So I am still thinking about literacy. Chris and I have been taking steps to gain further knowledge about our bodies, nutrition and finances. But, just when I think I may be starting to grasp some of these things that I deem to be the literacies of adulthood, I am confronted by even more literacies of adulthood that I don't possess. Like cars for example. I just can't seem to gain a working and competent knowledge of cars. There was an incident a few weeks ago where Chris was driving and the oil light came on and he had to add more oil. I thought that some big, catastrophic disaster was about to occur with this car, my first car, only to find out after two hours at the mechanic today that things are just fine and I should get in the habit of checking and topping off my oil in between my 3000 mile oil changes.
Seriously!?!
How did I make it to 27 having never heard of this perfectly normal thing to do.

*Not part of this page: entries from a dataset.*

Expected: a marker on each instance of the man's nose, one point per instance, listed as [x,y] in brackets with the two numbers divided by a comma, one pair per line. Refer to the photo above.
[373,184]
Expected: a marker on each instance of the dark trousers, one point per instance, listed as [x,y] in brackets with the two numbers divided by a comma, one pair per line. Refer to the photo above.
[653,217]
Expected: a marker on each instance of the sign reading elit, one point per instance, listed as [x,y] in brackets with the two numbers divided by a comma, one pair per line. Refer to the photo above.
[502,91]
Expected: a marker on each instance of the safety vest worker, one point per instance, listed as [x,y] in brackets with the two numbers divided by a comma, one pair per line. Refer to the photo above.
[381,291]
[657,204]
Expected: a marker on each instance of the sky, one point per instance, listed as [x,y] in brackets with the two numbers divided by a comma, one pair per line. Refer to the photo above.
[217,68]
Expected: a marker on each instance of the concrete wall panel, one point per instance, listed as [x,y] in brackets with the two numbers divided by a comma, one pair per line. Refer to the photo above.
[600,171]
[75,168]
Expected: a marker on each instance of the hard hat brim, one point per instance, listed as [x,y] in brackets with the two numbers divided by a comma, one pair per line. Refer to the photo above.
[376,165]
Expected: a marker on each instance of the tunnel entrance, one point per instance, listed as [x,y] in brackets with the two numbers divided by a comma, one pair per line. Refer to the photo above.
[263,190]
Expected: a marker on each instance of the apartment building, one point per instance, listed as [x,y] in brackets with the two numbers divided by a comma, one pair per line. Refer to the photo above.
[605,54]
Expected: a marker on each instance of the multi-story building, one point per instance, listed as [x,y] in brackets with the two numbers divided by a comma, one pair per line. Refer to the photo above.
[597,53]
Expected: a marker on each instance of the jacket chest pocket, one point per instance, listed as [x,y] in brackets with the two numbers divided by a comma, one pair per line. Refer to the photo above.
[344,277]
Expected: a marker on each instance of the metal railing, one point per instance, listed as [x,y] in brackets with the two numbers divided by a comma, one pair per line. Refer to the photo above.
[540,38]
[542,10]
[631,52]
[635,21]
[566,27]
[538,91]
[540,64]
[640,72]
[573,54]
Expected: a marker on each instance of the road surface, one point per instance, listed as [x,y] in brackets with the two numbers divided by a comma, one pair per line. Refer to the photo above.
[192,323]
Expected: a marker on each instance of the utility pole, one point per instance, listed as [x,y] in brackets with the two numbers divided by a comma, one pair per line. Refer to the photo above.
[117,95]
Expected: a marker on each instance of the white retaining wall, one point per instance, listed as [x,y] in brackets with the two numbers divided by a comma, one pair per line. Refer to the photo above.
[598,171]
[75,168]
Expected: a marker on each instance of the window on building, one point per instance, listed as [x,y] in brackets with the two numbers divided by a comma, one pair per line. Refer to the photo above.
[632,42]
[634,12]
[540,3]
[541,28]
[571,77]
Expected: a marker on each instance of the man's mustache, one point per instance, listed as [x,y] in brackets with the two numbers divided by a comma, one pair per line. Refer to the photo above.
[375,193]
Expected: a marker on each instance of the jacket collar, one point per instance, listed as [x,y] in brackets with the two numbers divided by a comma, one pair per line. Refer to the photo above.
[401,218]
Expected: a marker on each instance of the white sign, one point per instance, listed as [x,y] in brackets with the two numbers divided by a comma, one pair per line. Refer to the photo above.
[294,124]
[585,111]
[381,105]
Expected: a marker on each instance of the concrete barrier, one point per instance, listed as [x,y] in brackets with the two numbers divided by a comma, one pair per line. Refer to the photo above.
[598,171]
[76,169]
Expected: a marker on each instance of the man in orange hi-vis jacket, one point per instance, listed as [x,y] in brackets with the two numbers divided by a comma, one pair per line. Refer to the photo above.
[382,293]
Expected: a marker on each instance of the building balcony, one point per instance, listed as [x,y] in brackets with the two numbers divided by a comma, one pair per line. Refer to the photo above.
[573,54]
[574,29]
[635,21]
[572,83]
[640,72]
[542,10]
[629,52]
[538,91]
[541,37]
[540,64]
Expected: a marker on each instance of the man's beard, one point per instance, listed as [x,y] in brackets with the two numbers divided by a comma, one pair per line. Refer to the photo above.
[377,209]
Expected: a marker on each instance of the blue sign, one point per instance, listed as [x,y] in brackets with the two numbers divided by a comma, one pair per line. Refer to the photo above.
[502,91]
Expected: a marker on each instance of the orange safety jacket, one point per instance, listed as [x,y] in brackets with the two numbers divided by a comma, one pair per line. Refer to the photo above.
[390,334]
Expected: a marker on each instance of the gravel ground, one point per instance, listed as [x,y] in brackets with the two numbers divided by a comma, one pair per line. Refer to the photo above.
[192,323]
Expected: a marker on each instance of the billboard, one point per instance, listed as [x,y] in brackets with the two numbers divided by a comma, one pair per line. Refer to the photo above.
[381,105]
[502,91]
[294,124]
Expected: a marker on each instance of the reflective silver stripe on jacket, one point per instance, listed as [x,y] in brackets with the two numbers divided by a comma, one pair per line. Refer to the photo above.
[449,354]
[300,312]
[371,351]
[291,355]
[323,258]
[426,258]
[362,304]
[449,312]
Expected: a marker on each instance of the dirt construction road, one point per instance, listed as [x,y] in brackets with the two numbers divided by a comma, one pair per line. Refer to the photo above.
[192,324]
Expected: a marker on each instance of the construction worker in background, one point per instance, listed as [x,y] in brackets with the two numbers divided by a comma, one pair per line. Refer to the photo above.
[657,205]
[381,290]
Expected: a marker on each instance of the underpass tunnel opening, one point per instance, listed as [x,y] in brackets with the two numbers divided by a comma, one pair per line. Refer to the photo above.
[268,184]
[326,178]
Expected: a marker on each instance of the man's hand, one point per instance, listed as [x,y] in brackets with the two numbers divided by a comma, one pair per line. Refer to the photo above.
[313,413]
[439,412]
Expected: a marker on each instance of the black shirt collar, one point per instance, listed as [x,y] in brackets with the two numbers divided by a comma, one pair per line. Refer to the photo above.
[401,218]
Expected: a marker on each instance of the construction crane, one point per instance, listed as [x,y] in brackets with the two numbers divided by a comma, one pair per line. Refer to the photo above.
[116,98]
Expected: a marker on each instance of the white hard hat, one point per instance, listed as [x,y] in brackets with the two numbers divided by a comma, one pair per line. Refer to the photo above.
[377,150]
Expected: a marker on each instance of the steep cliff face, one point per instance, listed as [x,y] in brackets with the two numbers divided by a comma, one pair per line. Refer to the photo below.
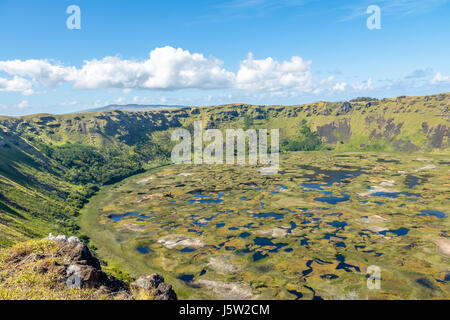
[50,164]
[62,268]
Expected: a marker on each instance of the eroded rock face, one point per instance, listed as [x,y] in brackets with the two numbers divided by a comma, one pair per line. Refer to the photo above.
[83,271]
[345,108]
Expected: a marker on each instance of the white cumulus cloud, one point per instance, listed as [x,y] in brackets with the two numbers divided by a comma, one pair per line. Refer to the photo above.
[166,69]
[269,75]
[439,78]
[16,84]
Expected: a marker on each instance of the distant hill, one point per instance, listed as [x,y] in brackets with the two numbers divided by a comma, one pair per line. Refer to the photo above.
[51,164]
[134,107]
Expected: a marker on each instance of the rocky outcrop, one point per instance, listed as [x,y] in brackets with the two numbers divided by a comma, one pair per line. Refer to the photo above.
[345,108]
[82,270]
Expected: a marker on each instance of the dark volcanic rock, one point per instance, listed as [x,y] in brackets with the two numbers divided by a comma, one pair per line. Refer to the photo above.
[345,108]
[83,270]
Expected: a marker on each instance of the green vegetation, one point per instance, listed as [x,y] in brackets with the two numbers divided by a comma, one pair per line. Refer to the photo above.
[306,140]
[268,236]
[51,165]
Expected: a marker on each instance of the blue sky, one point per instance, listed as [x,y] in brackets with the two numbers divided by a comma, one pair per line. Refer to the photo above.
[215,52]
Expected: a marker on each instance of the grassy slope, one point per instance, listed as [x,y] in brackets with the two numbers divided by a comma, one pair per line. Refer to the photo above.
[34,190]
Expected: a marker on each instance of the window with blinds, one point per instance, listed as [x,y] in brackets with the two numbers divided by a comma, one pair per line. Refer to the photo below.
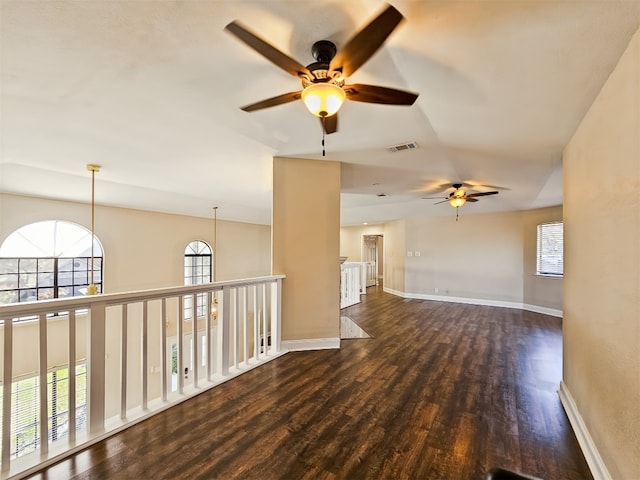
[550,249]
[25,434]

Sometimes I feel like I encouter situations in my adult life and I get this eerie feeling that I have been living under a rock for a few years and have missed the learning or info on the subject at hand. I come out from under my rock dwelling into a fog of confusion and begin to doubt my compitency to function as an adult. But alas, I realize that I haven't been gone anywhere, I have been right here, struggling through all of the new learning of this phase of life and my confidence is renewed because, hey, I have made it this far after all, I may as well just go a little further. I have heard it said that the twenties are the MOST DIFFICULT time of life in terms of the learning curve being VERY steep. Steep it is indeed. But, I am also certain that it will have been worth all the work, struggling, pondering, questioning and doubting for the strength and courage that it has grown and is growing in me.